Когда Евгений Павлович
тут же напоминает ему, каким в ту минуту должно было быть и лицо Аглаи, упрекая
его в бессердечии ("и где у вас сердце было тогда, ваше "христианское"-то
сердце! Ведь вы видели же ее лицо в ту минуту: что она, меньше ли страдала, чем
та, чем ваша другая, разлучница?"[95]), князь до сего момента
лишь вяло и как бы в полузабытьи соглашавшийся с Евгением Павловичем, вдруг с
необыкновенной силой ощущает свою вину ("Ах, боже мой, боже мой! Вы
говорили про ее лицо в ту минуту, как она выбежала... о, боже мой, я помню!..
Пойдемте, пойдемте... к Аглае Ивановне, пойдемте сейчас!"[96]).
Это место очень показательно как свидетельство о том, что князь воспринимал
ситуацию именно как противостояние двух лиц или же двух своих видений, из
которых одно оказалось более сильным, что и сыграло решающую роль, несмотря на
то, что на самом деле любовь князя принадлежала Аглае.
В результате гибель
Настасьи Филипповны выглядит как невольно спровоцированная самим князем — из-за
той иррациональной власти, которой обладало над ним видение Настасьи
Филипповны. Так или иначе, с Настасьей Филипповной произошло все, что увидел о
ней князь. И может быть, как раз потому, что он это увидел?
Развязка добавляет еще
несколько интересных деталей к описанной нами системе зрительных образов.
И князь, и Настасья
Филипповна начинают все чаще и чаще видеть видение Рогожина-убийцы. Незадолго
до свадьбы Настасье Филипповне мерещится Рогожин в саду, который хочет ее
зарезать. "Дело объяснялось простым миражем"[97].
2.4 Роль Настасьи Филипповны в нравственной
проблематике романа
В черновиках к роману "Идиот"
Ф.М. Достоевский, описывая отношения князя Мышкина и Настасьи Филипповны, с
непонятным упорством, отдающим, на первый взгляд, дурным вкусом, повторяет
слова "реабилитировать", "реабилитация": "Н.Ф.
невеста. Сцены с князем полной реабилитации и полного падения"[98];
"Н.Ф. <…> Князю: "Если ты меня реабилитировал…"[99];
"re'habilitation Настасьи Филипповны"[100]
и т.п. Однако словоупотребление писателя, как всегда, глубоко обоснованно: в
этих словах заключается и ими объясняется неудача князя Мышкина, оказывающегося
не в состоянии "спасти и воскресить" героиню.
В статье "О
религиозной филологии", С.Г. Бочаров пишет о неверном истолковании мною
слова "реабилитировать", "rethabiliter", которое, по его
мнению, означает не "оправдывать", а "восстанавливать"[101]:
"Реабилитировать" - слово из черновиков к "Идиоту", "то
есть - оправдывать", комментирует исследовательница[102].

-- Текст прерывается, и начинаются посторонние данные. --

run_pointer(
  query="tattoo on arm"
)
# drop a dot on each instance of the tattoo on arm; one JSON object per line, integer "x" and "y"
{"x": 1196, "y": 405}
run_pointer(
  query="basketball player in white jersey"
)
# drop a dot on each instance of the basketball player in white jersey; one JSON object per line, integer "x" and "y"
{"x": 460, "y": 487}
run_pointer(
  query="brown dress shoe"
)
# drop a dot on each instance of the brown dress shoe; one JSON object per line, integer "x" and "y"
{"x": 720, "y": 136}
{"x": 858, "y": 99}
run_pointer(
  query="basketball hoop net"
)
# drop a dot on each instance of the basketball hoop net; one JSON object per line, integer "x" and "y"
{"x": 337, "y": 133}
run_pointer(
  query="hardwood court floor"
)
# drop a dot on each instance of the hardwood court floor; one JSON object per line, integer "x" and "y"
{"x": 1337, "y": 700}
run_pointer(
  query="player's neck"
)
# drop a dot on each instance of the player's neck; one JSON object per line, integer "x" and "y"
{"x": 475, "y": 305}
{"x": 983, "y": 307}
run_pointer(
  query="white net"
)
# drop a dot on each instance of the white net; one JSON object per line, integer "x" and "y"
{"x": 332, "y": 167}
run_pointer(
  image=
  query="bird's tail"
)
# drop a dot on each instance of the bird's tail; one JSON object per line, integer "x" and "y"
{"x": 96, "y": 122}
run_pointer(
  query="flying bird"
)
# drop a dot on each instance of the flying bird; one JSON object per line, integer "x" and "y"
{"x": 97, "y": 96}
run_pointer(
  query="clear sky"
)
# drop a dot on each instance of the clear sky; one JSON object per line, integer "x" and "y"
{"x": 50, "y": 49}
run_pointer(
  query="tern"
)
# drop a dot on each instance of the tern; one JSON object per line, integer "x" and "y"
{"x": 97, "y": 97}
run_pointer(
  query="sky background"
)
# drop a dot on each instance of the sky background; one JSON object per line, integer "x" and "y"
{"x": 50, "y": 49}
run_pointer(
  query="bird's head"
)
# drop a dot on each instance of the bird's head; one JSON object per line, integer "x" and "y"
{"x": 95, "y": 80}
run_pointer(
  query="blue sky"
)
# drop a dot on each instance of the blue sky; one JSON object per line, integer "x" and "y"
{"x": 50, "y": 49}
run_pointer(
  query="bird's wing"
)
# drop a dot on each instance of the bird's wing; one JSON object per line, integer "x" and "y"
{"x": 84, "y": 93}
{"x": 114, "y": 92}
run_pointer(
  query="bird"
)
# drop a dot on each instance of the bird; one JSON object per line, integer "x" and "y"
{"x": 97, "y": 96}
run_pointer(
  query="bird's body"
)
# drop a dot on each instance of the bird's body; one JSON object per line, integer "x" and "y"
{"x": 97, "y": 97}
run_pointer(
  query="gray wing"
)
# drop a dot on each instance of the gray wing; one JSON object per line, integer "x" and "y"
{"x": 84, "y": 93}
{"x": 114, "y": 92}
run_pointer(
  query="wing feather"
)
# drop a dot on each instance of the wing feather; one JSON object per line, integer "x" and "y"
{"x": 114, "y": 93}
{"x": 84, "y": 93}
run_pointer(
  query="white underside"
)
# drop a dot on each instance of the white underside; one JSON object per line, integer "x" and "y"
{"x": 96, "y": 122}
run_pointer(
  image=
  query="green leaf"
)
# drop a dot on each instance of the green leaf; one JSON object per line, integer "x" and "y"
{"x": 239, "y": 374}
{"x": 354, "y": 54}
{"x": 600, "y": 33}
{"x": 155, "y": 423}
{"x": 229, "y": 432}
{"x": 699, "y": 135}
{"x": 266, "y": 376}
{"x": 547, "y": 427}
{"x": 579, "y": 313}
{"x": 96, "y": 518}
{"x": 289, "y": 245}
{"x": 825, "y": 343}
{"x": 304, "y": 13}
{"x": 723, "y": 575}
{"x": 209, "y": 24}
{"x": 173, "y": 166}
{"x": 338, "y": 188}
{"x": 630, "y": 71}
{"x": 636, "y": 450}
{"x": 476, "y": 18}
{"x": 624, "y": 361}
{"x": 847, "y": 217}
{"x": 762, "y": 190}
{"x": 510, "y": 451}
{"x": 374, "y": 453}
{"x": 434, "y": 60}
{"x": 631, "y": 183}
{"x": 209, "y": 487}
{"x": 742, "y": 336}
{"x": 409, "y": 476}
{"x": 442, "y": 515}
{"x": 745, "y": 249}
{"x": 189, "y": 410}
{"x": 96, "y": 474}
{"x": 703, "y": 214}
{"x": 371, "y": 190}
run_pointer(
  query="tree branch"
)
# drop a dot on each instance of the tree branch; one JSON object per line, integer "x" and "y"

Но комментарий ошибочен, поскольку пользуется […] суженным, усеченным
актуальным истолкованием термина, как он знаком нам по политической
современности. Достоевский творил в другом языке, у него это слово - духовный
термин, правда, пришедший к нему из французского христианского социализма
времен его молодости. Смысл его еще в 1849 году был проговорен П.В. Анненковым
в статье о ранних произведениях Достоевского: "попытка восстановления (re'habilitation)
человеческой природы"[103]. А сам Достоевский в 1862 г. в широко известных словах объявил "восстановление погибшего человека" главной
мыслью всего искусства своего столетия, "мыслью христианской и высоконравственной".
Несомненно, в том же значении термин используется в черновиках к "Идиоту"[104].